I walked into Maugre with trepidation. Even Biff seemed nervous, and squirmed in my arms and clawed at the straps that held my backpack. Where the town began was a haphazard trail through the underbrush between the houses; I began to follow it. I could not tell if the houses had porches, since the fronts of them were so overgrown; on only a few of them were doors visible through the bushes and weeds and honeysuckles.
I was heading toward the obelisk. It seemed to be the thing to do.
One house I passed had fewer obstructions between me and its door and I set Biff down and pushed my way through the growth and came up to it, scratching myself several times on rosebushes as I did so. But I hardly noticed the scratches, the sensation of being in a dream or a hypnotic trance was so strong.

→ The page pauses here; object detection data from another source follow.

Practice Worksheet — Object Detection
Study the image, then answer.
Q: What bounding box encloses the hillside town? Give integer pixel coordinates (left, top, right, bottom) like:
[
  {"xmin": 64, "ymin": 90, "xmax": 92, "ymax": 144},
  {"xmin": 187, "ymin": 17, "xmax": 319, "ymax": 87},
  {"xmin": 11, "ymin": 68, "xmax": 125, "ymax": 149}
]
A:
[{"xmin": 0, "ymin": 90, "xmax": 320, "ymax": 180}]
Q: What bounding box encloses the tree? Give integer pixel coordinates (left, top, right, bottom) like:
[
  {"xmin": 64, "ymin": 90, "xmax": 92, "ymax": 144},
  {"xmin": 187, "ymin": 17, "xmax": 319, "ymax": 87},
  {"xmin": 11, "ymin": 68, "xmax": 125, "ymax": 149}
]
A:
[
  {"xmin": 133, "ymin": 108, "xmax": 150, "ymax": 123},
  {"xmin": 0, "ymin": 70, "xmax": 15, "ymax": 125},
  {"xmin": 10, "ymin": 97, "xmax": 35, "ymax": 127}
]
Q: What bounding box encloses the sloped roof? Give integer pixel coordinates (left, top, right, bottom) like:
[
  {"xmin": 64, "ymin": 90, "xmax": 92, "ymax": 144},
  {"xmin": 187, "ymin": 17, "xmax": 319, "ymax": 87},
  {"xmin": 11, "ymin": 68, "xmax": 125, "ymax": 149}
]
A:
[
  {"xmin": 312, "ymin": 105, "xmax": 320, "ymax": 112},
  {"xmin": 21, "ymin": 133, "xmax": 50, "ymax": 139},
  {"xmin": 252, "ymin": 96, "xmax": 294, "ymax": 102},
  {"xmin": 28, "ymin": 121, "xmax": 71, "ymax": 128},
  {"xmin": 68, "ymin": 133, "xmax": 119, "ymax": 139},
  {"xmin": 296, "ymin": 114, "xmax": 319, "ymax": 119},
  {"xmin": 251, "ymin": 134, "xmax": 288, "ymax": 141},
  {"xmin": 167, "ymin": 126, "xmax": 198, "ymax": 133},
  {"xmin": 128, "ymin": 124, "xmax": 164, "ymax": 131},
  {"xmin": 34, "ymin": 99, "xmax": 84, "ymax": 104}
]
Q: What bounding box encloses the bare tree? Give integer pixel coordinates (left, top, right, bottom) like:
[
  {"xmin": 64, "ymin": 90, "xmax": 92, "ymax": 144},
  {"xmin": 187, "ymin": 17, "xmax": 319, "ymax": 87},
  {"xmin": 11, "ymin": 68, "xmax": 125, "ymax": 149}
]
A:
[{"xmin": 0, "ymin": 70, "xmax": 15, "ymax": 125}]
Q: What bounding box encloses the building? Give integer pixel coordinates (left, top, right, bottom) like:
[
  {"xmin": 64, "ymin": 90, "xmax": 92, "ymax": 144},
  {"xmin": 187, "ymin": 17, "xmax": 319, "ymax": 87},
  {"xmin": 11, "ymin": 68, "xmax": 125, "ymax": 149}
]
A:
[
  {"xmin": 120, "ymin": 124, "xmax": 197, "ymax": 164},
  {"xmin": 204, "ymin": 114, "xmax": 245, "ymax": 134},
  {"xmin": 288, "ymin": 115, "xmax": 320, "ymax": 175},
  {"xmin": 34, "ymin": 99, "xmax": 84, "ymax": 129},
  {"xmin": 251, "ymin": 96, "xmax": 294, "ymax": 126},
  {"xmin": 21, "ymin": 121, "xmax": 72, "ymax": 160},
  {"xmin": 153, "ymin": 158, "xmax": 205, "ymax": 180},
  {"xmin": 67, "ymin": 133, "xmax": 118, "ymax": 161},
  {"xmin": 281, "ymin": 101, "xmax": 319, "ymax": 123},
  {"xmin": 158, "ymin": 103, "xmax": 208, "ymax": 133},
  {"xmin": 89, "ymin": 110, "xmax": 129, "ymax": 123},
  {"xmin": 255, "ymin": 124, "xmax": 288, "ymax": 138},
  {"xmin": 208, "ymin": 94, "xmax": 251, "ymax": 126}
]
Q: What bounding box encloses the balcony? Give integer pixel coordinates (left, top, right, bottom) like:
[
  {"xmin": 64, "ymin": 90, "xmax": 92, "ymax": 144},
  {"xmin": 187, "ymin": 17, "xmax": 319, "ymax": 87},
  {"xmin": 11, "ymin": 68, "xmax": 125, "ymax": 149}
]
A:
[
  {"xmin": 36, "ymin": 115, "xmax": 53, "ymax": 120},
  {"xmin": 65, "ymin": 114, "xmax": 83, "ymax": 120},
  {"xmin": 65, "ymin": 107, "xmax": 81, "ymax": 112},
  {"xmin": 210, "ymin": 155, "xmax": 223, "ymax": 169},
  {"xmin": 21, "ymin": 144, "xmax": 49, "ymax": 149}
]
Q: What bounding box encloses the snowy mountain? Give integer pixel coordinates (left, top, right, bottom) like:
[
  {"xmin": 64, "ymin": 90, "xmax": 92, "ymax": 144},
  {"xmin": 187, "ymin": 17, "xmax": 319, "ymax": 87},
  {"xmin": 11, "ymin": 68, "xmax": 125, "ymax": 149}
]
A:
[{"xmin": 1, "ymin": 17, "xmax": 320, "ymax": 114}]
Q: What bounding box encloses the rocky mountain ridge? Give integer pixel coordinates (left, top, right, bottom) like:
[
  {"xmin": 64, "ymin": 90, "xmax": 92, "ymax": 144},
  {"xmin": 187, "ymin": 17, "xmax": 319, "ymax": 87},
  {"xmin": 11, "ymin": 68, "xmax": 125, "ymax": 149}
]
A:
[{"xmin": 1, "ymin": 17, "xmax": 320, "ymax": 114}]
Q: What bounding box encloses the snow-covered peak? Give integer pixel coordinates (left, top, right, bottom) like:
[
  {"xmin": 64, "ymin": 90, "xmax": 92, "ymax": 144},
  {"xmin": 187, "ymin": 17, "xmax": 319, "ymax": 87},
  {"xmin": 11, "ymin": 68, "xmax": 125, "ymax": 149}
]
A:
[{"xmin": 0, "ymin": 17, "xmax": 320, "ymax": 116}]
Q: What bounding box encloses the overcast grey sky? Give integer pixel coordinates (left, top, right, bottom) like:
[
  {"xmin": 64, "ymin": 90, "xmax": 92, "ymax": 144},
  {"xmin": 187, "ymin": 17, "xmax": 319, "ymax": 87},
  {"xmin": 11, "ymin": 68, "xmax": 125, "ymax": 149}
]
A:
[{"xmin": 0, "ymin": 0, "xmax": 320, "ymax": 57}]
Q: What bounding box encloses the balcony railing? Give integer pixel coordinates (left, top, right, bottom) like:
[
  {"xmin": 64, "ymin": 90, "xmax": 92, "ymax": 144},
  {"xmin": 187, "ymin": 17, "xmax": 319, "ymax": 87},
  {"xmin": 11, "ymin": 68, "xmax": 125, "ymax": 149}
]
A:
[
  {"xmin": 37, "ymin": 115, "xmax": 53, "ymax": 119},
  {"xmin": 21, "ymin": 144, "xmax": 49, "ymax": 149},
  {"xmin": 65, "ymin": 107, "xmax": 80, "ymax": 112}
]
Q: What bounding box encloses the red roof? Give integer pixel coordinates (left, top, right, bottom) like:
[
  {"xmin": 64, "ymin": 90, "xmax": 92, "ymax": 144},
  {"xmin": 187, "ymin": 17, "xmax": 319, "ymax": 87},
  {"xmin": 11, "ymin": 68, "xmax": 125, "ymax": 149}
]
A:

I was able, after some tearing of weeds, to get the front door open and, with a kind of awe, step inside. I was in a big living room with nothing in it. Absolutely nothing. The light was dim from the mold-covered and dusty plastic windows.
Opaque Permoplastic is the most tenacious—the most dead— material designed by man, and the entire room was merely a huge seamless hollow cube of it, all pink with rounded corners. There was no indication that anyone had ever lived there; but I knew that the nature of the material was such that the house could have been lived in for a hundred blues and have no signs—no scuff marks on the floor, handprints on the walls, smoke stains on the ceiling, no visible remnants of children playing or fighting or of where a favorite table had sat throughout the life of a family.